A MOTHER whose son saved four lives through organ donation has opened a memorial garden at Huddersfield Royal Infirmary.

Ann Fergusson’s son Chris Milenovic donated organs which have gone on to help at least four desperately ill people, including three teenagers.

And six months to the day since Chris’s death aged 30 from head injuries, Ann was invited to officially open a new memorial garden at Huddersfield Royal Infirmary.

The rose garden has been created by the organ donation team at the Calderdale and Huddersfield NHS Foundation Trust in memory of those who have donated their organs.

Ann, of Dalton, said: “Just knowing that a person is living a better life as a result is a huge comfort. People should sign up and make sure their families know their wish is to be an organ when they are gone.

“That way lives can be improved and saved and donors are very badly needed.”

Chris’s family have been told his organs saved a 16-year-old girl who received his lungs along with two boys aged 16 and 14 who both received a kidney.

His liver went to a 50-year-old woman who had suffered complications on the operating table.

And his long bones, skin and tissue are still being held for recipients.

Chris died as a result of a vicious unprovoked attack in Huddersfield town centre in 2004.

Chris was beaten up and left with severe head injuries, including a fractured skull, in what police believe was a case of mistaken identity. His attackers have never been found.

The former Newsome High School student’s injuries developed over time and two years on he was forced to give up working on account of his debilitating condition.

He regularly suffered fits and was left with brain damage, sight loss and epilepsy.

Eventually Chris required 24-hour supervision from his mum.

On January 12, he fell down stairs at his home and, due to his pre-existing injuries, died the next day.

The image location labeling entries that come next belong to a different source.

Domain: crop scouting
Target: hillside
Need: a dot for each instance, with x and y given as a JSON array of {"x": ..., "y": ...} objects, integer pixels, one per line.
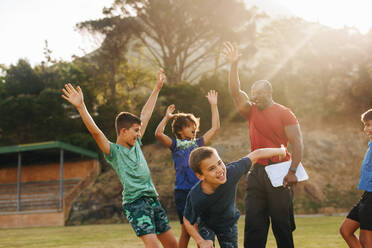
[{"x": 332, "y": 158}]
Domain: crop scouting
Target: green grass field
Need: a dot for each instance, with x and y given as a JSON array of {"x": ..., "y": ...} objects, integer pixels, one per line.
[{"x": 311, "y": 232}]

Dr Peter Hall, the clinical lead for organ donation at the Trust, said: “Chris sadly died and went on to give the gift of life to several others including a 16-year-old girl and two teenage boys. This garden is to remember all those who have given the gift of life and to thank the families of the donors – and also to remember our former Trust chairman Dev Sharma who chaired the Trust’s organ donation committee and died suddenly last year.”

The trust’s organ donation nurse Jayne Greenhalgh, said: “More and more people’s lives are being saved and improved by people who want their organs and tissues to be used after they are gone.

“At the trust we are noticing a significant increase in the numbers of people who are signing the Organ Donor Register and talking to their families about their wishes to become a donor in the future, and it seems a fitting tribute that they are commemorated in this way at the hospital.”

A similar Rose Garden was planted at Calderdale Royal Hospital, Halifax, earlier this year and the Trust also hopes to commission memorials inside both hospitals in the forthcoming year.